On the Florida campus of Scripps Research, neuroscientists have been making important inroads into understanding how the human brain works—how we learn, store memories and, sometimes, forget them. Working alongside these top researchers are several young postdoctoral associates whose studies are supported by the Lottie French Lewis Fund. This fund has been sponsoring the Alzheimer’s Drug Discovery Training Program at Scripps Research since 2015, providing a total of $650,000 to the institute to date. Each of the postdocs works in a different lab but each is focused on finding solutions to Alzheimer’s disease and similar disorders that cause so much distress to patients and their families.
One of the postdocs, Jenna Wingfield, PhD, was still in middle school when a documentary on cephalopod intelligence, such as that seen in octopuses, sparked her curiosity about the nervous system. As a graduate student, she zeroed in on transport mechanisms inside cells, ultimately developing that into her current studies. “My project focuses on identifying the role of kinesin mediated transport in synaptic plasticity, memory storage and Alzheimer’s disease,” she says, referring to the motor proteins that move cargo within cells. “In the [Sathyanarayanan] Puthanveettil lab, we are developing small molecule agonists to modulate kinesin mediated transport. We anticipate these agonists will restore and/or prevent the loss of synaptic plasticity that occurs with Alzheimer’s disease and contributes to memory loss.”
Over in the lab of Ron Davis, PhD, postdoc Karlis Justs, PhD, is also on the hunt for potential therapeutic treatments for neurodegenerative disorders. “I am currently involved in a high-throughput screen to identify small molecules that enhance mitochondrial function,” he says. Mitochondria are the energy powerhouses of the cell, and their dysfunction often contributes to neurodegeneration.
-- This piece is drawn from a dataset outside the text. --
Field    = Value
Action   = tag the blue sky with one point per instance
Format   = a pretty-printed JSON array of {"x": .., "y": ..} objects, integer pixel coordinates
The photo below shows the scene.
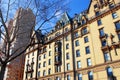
[{"x": 76, "y": 6}]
While earning his doctoral degree, he attended an event hosted by BioFlorida, Inc. and heard Davis deliver a talk. “His lab was conducting phenotypic screens to identify drugs that enhanced mitochondrial function,” Justs recalls. “This strategy struck me as revolutionary. I knew that targeting this organelle would be a novel approach to treating Alzheimer’s and I knew I had to join Dr. Davis’ lab. To this day, I am impressed with how efficient our lab is in conducting this type of research and I am grateful for the opportunity to be a part of it.”
With support from the Lottie French Lewis Fund, the postdocs in the Alzheimer’s Drug Discovery Training Program can prioritize their investigations. “It allows me to focus on my research without needing to look for other funding sources that may pull me away from my studies,” says Wingfield. The Training Program also helps the postdocs expand their research skills. “I have learned to utilize robotic machinery and write computer programs to automate data analysis,” says Justs, “and meeting prestigious scientists in the Alzheimer’s research field has increased my knowledge of neuroscience.”
Heng Li, PhD, who carries out investigations in the lab of Baoji Xu, PhD, says that the Training Program’s monthly journal club helps her keep up to date on the latest research on Alzheimer’s disease. Discussions with her peers regularly serve as “a learning process on how to ask critical scientific questions,” she says, “which is important to me as a postdoc. It helps me to step out of basic research and think about the plausibility of therapeutic strategies in human patients.” In the Xu lab, Li is studying microglia, the primary immune cells of the central nervous system that also help regulate several brain functions. Microglia play roles in neurodegenerative and neurodevelopmental diseases, as well. “Many genes associated with the risk for Alzheimer’s disease, such as TREM2 and APOE, are specifically expressed or have their major functions in microglia,” she says. “I’m interested in research that can potentially help improve the quality of life for many people.”
Although Lottie French Lewis passed away in 2009 at age 91, the donor-advised fund she established at Florida’s Community Foundation for Palm Beach and Martin Counties continues to fulfill her wishes: provide deserving students with an entrée to institutes of higher learning and address the toll taken on families by serious, chronic illnesses, such as Alzheimer’s disease.
“This is a program with tremendous impact,” says Davis. “Top graduate students and postdocs are being equipped with the knowledge and skills to engage a very difficult scientific problem. And because these researchers are trained by the world-class neuroscience team that we have here at Scripps Research, the Lottie French Lewis Fund is doubling its impact on the disease.” Although the FDA approved, under controversy, the potentially disease-modifying drug aducanumab in June, Davis advises there’s more work to do. “Remember, the first antibiotic, penicillin, was discovered nearly 100 years ago yet we’re still seeking better, more potent antibiotics today. We need to keep searching for additional effective therapeutics for Alzheimer’s disease and the Lottie French Lewis Fund is helping to accelerate that mission.”